Singapore saw a spike in registered marriages last year — 28,212 — compared with 2016. This was an increase of 0.9 per cent from the 27,971 in 2016, which the DOS attributed to an increase in both civil and Muslim marriages.

Graph: Department of Statistics

For men, the general marriage rate rose to 45.7 marriages per thousand unmarried males aged 15 to 49 years last year — up from 44.4 in 2016.

For females, the rate also rose to 42.8 marriages per thousand unmarried females aged 15 to 49 years – up from 41.6 in the same period.

At the same time, fewer marriages ended in a divorce or an annulment last year. The number of marital dissolutions last year —7,578 — was 0.5 per cent lower than the 7,614 marital dissolutions in the previous year. DOS said the dip was due to a decline in Muslim divorces "which more than offset" the slight increase in civil divorces.

Graph: Department of Statistics

The general divorce rate also fell, with Singapore seeing 6.9 male divorcees for every thousand married males aged 20 years and over last year. This was much lower than the rate of 7.1 in 2016.

However, a deeper look into the figures show that people appear to be getting older before deciding to call it quits.

Over the last 10 years, the median age of both men and women at divorce has risen. Currently, it stands at 43.2 years for male divorcees and 39.1 years for female divorcees. In 2007, the median ages for divorce was 39.8 years for males and 36.1 years for females.

DOS pointed out that people are also staying longer in their marriages before they divorce, with the median duration of marriage for divorces rising to 10.3 years last year, up from 9.6 years in 2007.

Graph: Department of Statistics

Specifically, couples who were married for five to nine years accounted for the largest share (30.2 per cent) of all divorces last year.

The median age of first-time grooms has remained relatively stable over the last decade. It fell to 30.0 years last year, after rising from 29.8 years in 2007 to 30.3 years in 2016.

On the other hand, the median age of first-time brides rose from 27.2 years in 2007 to 28.4 years last year, thus "narrowing the gender age gap", said the DOS.

Meanwhile, the proportion of inter-ethnic marriages continue their upward trend, as seen in the last 10 years. Last year, inter-ethnic marriages amounted to 22.1 per cent, or nearly one-quarter of total marriages last year — up from 16.4 per cent in 2007.

Graph: Department of Statistics

Sharing the latest statistics in a Facebook post on Tuesday, Social and Family Development Minister Desmond Lee said: "Marriage is a journey that requires commitment from both husband and wife. Earlier this year, I had the honour to witness some 170 couples celebrating their 50th anniversary or beyond at the Golden Jubilee Wedding Celebrations, which was held by the Registry of Marriages. The joy and love in the air was testament that strong and long-lasting marriages are certainly possible, and worth the effort."

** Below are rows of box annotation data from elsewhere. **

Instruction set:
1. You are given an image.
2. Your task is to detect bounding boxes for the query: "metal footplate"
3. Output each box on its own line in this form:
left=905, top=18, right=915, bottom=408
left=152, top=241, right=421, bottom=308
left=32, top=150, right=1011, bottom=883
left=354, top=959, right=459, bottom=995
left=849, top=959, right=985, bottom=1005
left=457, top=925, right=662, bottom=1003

While his ministry will continue its work in strengthening marriages, he said it will also provide support to those whose marriages cannot be salvaged. Citing examples such as the Mandatory Parenting Programme for couples before they file for divorce, and the ongoing review of the family justice system, which includes studying how the divorce process can be made less adversarial, he said the interests of the children will always be put at the forefront.